The Harry Potter author posted a selfie wearing a T-shirt calling Ms Sturgeon a “destroyer of women’s rights”.
It was in protest against the Scottish government’s proposed gender recognition legislation.
The first minister said Ms Rowling was entitled to express her views, but defended the legislation.
The author tweeted the picture in support of a rally outside the Scottish parliament, held while a committee of MSPs backed the general principles of the Gender Recognition Reform (Scotland) Bill.
The proposed new law would make it easier for people to be legally recognised as their preferred gender and broaden the official definition of what it means to be transgender.
Anyone aged 16 or over who has lived in their “acquired gender” for at least three months would be eligible to apply and a medical diagnosis of gender dysphoria would no longer be required, removing the need for doctors’ reports.
Critics including Ms Rowling believe the new law would harm the most vulnerable women and undermine the safety of women-only spaces.
Ms Sturgeon told BBC Radio’s Good Morning Scotland programme: “People are entitled to express their views in whatever way they think is fit.
“I have always thought that on this issue, where people have very strong views, we should all try to treat each other with respect and that is what I will continue to do.”
The Bill is currently going through the committee process and the legislation will be examined by parliament after the October recess.
The first minister added: “This bill is about reforming an existing process that is degrading and traumatic for trans people, seeking to make it less traumatic for those who want to legally change their gender.

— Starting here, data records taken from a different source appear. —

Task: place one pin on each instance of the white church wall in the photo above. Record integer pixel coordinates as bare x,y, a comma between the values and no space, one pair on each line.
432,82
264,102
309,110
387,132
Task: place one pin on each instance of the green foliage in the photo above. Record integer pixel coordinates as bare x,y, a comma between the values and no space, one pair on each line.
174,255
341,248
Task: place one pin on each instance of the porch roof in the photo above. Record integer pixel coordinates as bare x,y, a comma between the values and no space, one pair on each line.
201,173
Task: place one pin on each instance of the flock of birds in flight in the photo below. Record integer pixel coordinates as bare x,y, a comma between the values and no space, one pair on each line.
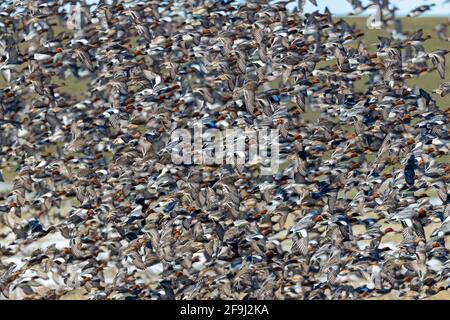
360,208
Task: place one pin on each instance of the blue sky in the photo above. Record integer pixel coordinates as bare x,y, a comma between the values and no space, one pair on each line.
343,7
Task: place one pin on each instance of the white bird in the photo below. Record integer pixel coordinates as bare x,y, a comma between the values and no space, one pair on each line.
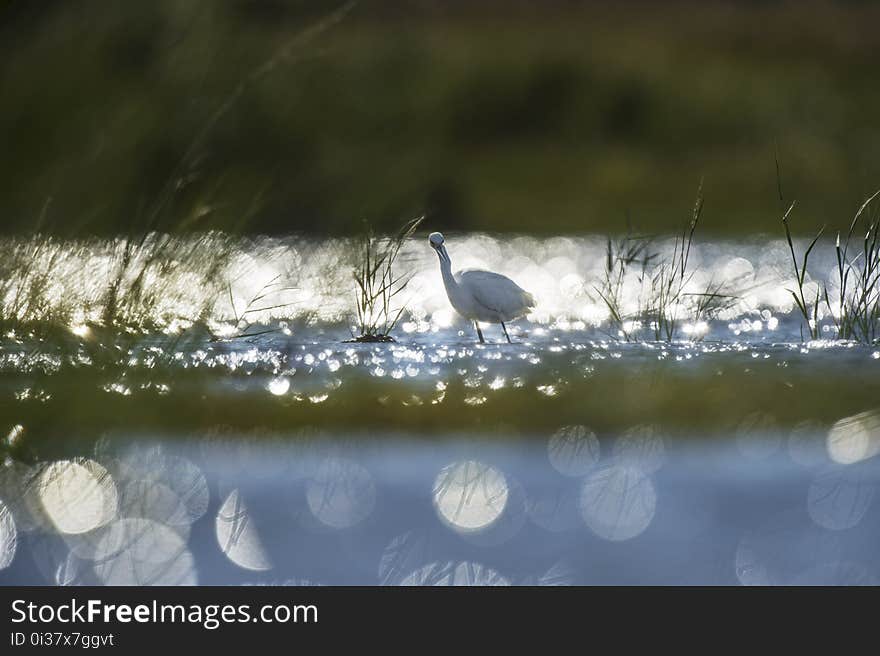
481,295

“It doesn’t give any additional rights to trans people nor does it take any rights away from women.
She added: “It is men who attack women and we need to focus on that, not on further stigmatising and discriminating against a tiny group in our society that is already one of the most stigmatised.
“I say this as a passionate life-long feminist, and I have spent much of my life campaigning for women’s rights.
“We don’t have to look very far to see the real threats to women’s rights right now. They come from men who sexually and violently attack women, who try to abuse women in a misogynistic way.
“They come from law makers in parts of the world trying to take away our reproductive rights and access to abortion.
“They come from places in oppressive regimes in places like like Iran where we are seeing women rise up admirably right now.”
She added: “These are the threats to women’s rights, and feminists should focus on them, not on trans women who are not the threat to women’s rights.”
The first minister said that any man who sought to abuse the law on gender recognition for nefarious purposes would be committing a criminal offence under the proposed bill.